Native Americans, particularly those from the Southern Cone, are a neglected group in population-based epidemiological studies and remain poorly investigated at the whole genome level [4]. We found highly divergent and novel HUI VPFIs significantly enriched in essential cellular metabolic processes that may help us to understand the differential susceptibility of Mapuche-Huilliches to prevalent metabolic conditions. It has been observed that Native Americans and Latin populations with Amerindian heritage exhibit a substantial predisposition to dyslipidemias, diseases of the circulatory system and neoplasms [14, 36, 37]. We note that the most significant network detected in our study assembled around genes carrying VPFIs in extracellular matrix molecules, glycerolipid metabolism and lipoprotein transport components. Since lipid metabolic pathways tightly control cholesterol homeostasis, it is likely that functional variants altering these cellular processes are involved in triggering lipid-related metabolic disorders in admixed Latin American individuals with Mapuche ancestry.

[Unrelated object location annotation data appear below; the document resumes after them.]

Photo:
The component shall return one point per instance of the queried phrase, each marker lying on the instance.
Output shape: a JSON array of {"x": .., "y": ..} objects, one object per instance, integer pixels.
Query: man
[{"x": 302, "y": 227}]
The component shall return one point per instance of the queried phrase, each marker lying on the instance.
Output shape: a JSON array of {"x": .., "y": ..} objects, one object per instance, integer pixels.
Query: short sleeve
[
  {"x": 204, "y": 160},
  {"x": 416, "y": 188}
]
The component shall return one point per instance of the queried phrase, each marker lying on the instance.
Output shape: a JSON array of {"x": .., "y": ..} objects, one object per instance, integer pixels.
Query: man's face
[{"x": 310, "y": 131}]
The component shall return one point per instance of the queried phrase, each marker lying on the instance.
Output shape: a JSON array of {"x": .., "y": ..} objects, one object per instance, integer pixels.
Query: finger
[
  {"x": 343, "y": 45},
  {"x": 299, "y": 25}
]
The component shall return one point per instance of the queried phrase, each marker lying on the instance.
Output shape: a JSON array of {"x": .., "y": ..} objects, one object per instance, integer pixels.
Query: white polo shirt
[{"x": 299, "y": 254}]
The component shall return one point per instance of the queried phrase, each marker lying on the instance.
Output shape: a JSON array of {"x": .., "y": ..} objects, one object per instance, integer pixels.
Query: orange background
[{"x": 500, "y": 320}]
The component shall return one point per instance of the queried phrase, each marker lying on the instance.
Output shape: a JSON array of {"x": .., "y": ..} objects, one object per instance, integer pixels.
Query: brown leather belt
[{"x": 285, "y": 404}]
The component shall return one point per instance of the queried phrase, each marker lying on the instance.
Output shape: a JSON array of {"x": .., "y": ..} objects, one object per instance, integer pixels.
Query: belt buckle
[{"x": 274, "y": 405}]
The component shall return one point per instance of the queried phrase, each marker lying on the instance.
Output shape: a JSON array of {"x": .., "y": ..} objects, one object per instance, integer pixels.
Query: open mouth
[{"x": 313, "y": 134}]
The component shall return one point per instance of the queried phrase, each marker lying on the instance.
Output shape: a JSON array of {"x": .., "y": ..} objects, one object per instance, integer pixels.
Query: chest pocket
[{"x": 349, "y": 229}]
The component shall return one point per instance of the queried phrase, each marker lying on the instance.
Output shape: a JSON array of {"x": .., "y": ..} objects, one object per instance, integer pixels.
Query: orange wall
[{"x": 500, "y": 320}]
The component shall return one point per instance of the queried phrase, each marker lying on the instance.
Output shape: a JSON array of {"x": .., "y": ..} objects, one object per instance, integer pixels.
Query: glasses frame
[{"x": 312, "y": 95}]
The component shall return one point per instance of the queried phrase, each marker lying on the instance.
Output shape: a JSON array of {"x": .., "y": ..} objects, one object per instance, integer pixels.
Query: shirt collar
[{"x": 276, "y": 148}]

In summary, here we present the genome sequence of a marginally admixed Native American population from the Southern Cone. HUI genomes show highly divergent large-scale structural and single nucleotide variants that may contribute to modulate susceptibility or resistance to develop complex common diseases in the Chilean and Native American populations. Our study represents an important resource providing a reference panel for Native American populations to be used in future population-based studies on traits of interest (i.e. GWAS with a Native American SNV panel), as well as in the design of early diagnostics and prevention tools.
Methods
Whole-genome sequencing
Mapuche-Huilliche individuals from Huapi Island are part of an ongoing longitudinal ultrasonographic study on the prevalence and risk factors of common metabolic diseases in Chile. Mapuche-Huilliche DNA samples were sequenced with the combinatorial probe-anchor ligation sequencing process of Complete Genomics [19]. The standard Complete Genomics bioinformatics pipeline (Assembly Pipeline version 1.10 and CGA Tools 1.4) was used for sequence alignment, read mapping, assembly, and variant call. Human reference genome used was GRCh37.p5 (ftp://ftp-trace.ncbi.nih.gov/1000genomes/ftp/technical/reference/).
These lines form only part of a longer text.